Le rapport en appelle à une hausse significative des ambitions mondiales en matière de développement hydroélectrique : elle recommande de doubler la capacité déjà installée d’ici 2050 pour atteindre les objectifs de l’Accord de Paris.

Est-il nécessaire de rappeler les bienfaits de l’hydroélectricité pour le Québec? La mise en place d’un réseau de plus de 60 centrales, au fil de l’eau ou avec réservoir, a permis aux Québécois de renforcer leur autonomie énergétique, de surcroît avec une électricité propre et à bas coût.

Des décisions prises il y a des décennies, soit de miser à fond sur notre principal atout en matière de ressources naturelles, de l’eau en abondance dans une topologie favorable, apportent encore leurs effets bénéfiques.

Le Québec en avance

Avec l’urgence climatique, le Québec apparaît en avance sur les autres. Par exemple, les Américains veulent décarboner leur réseau d’électricité d’ici 2035, une tâche titanesque pour un pays qui utilise en majorité des énergies fossiles pour produire son électricité.

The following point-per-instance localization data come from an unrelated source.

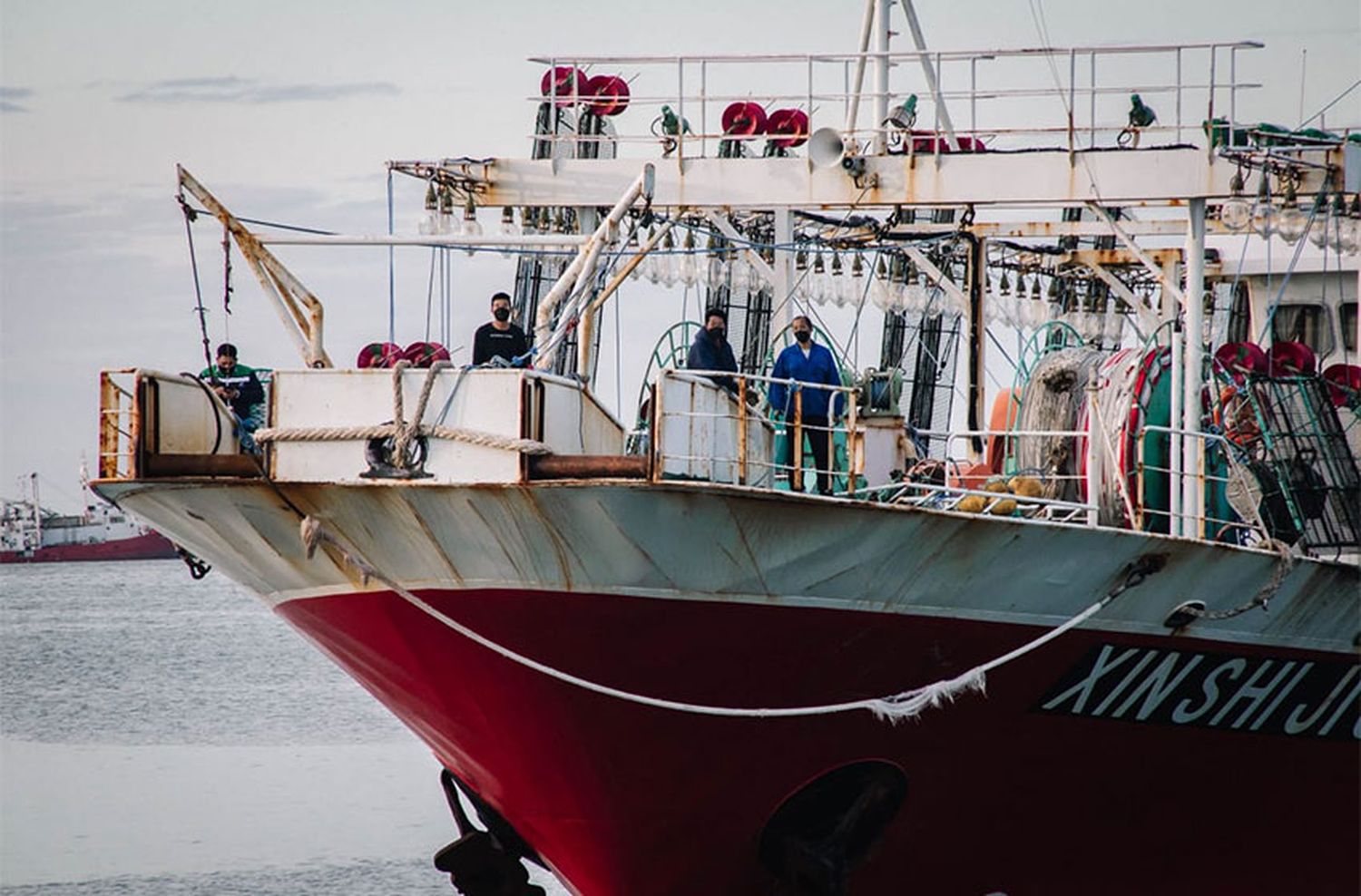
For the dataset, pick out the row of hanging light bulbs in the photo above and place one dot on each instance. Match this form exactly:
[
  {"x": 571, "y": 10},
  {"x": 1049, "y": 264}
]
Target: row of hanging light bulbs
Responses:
[
  {"x": 440, "y": 214},
  {"x": 1336, "y": 223},
  {"x": 1026, "y": 307}
]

Ici, au Québec, cet objectif de décarbonation du réseau électrique est déjà atteint, depuis belle lurette. Hydro-Québec mise sur des énergies propres à plus de 99 % de sa production et vient même d’intégrer du solaire dans son mix de production, une première. Cela nous permet, grâce aux exportations, d’être partie prenante des solutions aux objectifs de décarbonation des États voisins.

Et alors que d’autres juridictions souhaitent maintenant passer des énergies fossiles à l’électricité pour le chauffage, nous sommes déjà au Québec, depuis longtemps, une vaste majorité à nous chauffer à l’électricité propre.

La flexibilité opérationnelle de l’hydroélectricité, qui est de pouvoir assurer en temps réel un potentiel de stockage et une stabilité, tandis que les énergies éolienne et solaire sont, pour leur part, variables dans le temps, est un des atouts majeurs de cette forme d’énergie.

Surplace

Mais notre produit phare n’a pas le vent dans les voiles, puisque la percée spectaculaire de l’éolien et du solaire a fait en sorte que la part de l’hydraulique dans la production mondiale d’électricité est restée stable depuis deux décennies, à environ 17% du mix.

Les défis sont différents selon les continents. En Amérique du Nord et en Europe, les actifs hydroélectriques ont surtout besoin de réhabilitation pour allonger leur durée de vie. Ailleurs, on parle plutôt de poursuivre l’expansion, notamment en Chine, en Inde, et aussi en Afrique, qui détient un vaste potentiel inexploité.

Ce retour souhaité de l’hydroélectricité dans les bonnes grâces des décideurs énergétiques nationaux est bien sûr une opportunité pour les Québécois. Notre industrie électrique s’est internationalisée depuis des décennies, grâce à l’expertise acquise dans la réalisation des projets d’Hydro-Québec.

D’autres pays se sont faits la main depuis, surtout les Chinois, intensifiant ainsi la concurrence, mais le Québec reste, dans le milieu énergétique mondial, un modèle que d’autres pays aimeraient imiter.

Ayant cessé toutes ses activités d’investissements à l’international au début des années 2000, Hydro-Québec avait, dans son Plan stratégique 2016-2020, ciblé les investissements internationaux comme un axe majeur de croissance de ses revenus d’ici 2030. Mais la société d’État a de nouveau interrompu cette activité avec la pandémie, voulant consacrer toutes ses ressources uniquement au Québec, pour favoriser la reprise économique.

Malgré cette absence du navire amiral, nos entreprises se sont construites avec le temps une bonne réputation à l’étranger. On souhaite qu’elles puissent continuer d’apporter leur expertise de pointe dans les futurs projets hydroélectriques qui se déploieront par le monde.